Bessere Versorgung von Demenzkranken gefordert

Aufgrund der deutlich gestiegenen Lebenserwartung der Menschen in Deutschland steigt jedoch das Risiko einer Demenzerkrankung. Immer häufiger müssen Ältere deswegen eine Arztbehandlung in Anspruch nehmen oder gar im Pflegeheim betreut werden.

Trotz der großen Anzahl an Demenzkranken ist die Versorgung in Deutschland noch nicht in vollem Maße gewährleistet. Die Initiative Demenzversorgung in der Allgemeinmedizin forderte vor allem die Politiker auf, Demenz als eine sehr ernste Erkrankung zu sehen und die Herausforderungen, die hierbei entstehen, anzunehmen. Nicht nur die Patienten selbst, sondern auch die Angehörigen müssen bei Demenz stärker unterstützt werden.

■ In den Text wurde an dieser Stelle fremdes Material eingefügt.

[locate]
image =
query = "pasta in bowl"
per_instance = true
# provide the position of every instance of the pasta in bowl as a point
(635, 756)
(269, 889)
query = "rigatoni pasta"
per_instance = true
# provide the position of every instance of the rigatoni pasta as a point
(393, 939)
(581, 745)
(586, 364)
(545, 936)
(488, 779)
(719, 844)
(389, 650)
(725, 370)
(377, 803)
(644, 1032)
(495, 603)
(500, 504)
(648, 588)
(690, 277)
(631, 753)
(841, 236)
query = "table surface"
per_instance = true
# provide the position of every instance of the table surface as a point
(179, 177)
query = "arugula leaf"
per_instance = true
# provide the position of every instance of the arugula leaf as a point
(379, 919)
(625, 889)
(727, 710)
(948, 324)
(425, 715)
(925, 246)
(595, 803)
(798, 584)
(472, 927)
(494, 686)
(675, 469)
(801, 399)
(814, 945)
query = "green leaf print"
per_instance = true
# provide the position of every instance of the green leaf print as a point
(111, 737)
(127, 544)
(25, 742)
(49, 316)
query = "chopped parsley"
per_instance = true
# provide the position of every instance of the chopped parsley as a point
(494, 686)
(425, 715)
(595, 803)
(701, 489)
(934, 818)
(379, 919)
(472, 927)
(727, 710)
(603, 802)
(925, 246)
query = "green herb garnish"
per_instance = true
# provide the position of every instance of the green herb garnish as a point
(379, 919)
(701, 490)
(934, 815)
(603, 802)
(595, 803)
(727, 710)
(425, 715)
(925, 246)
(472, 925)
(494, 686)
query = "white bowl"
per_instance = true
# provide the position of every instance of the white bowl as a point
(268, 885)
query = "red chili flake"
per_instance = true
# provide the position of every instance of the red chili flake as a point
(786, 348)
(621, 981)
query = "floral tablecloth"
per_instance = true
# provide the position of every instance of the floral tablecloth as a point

Betreuung Demenzkranker durch den Hausarzt wichtig

Die zentrale Rolle bei einer Demenzerkrankung nimmt auch hier der Hausarzt ein. Er berät Betroffene und deren Angehörige und steht ihnen zur Seite, wenn Probleme auftreten. Neben der medizinischen Versorgung muss jedoch auch die Pflegeversorgung sichergestellt werden, die beispielsweise von Angehörigen, aber auch von ambulanten Pflegediensten gewährleistet werden kann. Ist eine Pflege zu Hause nicht mehr möglich, kann alternativ auch die Unterbringung im Pflegeheim diskutiert werden. Aufgrund der hohen Kosten der Pflegedienste ist eine Versorgung ohne Angehörige derzeit kaum finanzierbar, weshalb deren Unterstützung eine zentrale Bedeutung erlangen sollte.

Private Pflegeversicherung as Ergänzung zur Gesetzlichen

Menschen, die im Fall einer Demenzerkrankung zumindest finanziell abgesichert sein wollen, ist eine private Pflegeversicherung zu empfehlen. Bei einer Pflegetagegeldversicherung beispielsweise überweist die Versicherung in Abhängigkeit der prognostizierten Pflegestufe einen festgelegten Betrag pro Tag, mit dem dann der ambulante Pflegedienst oder aber der pflegende Angehörige bezahlt werden kann. Alternativ hierzu stehen auch Pflegegeldversicherungen zur Verfügung, die die Kosten der Pflegedienste übernehmen.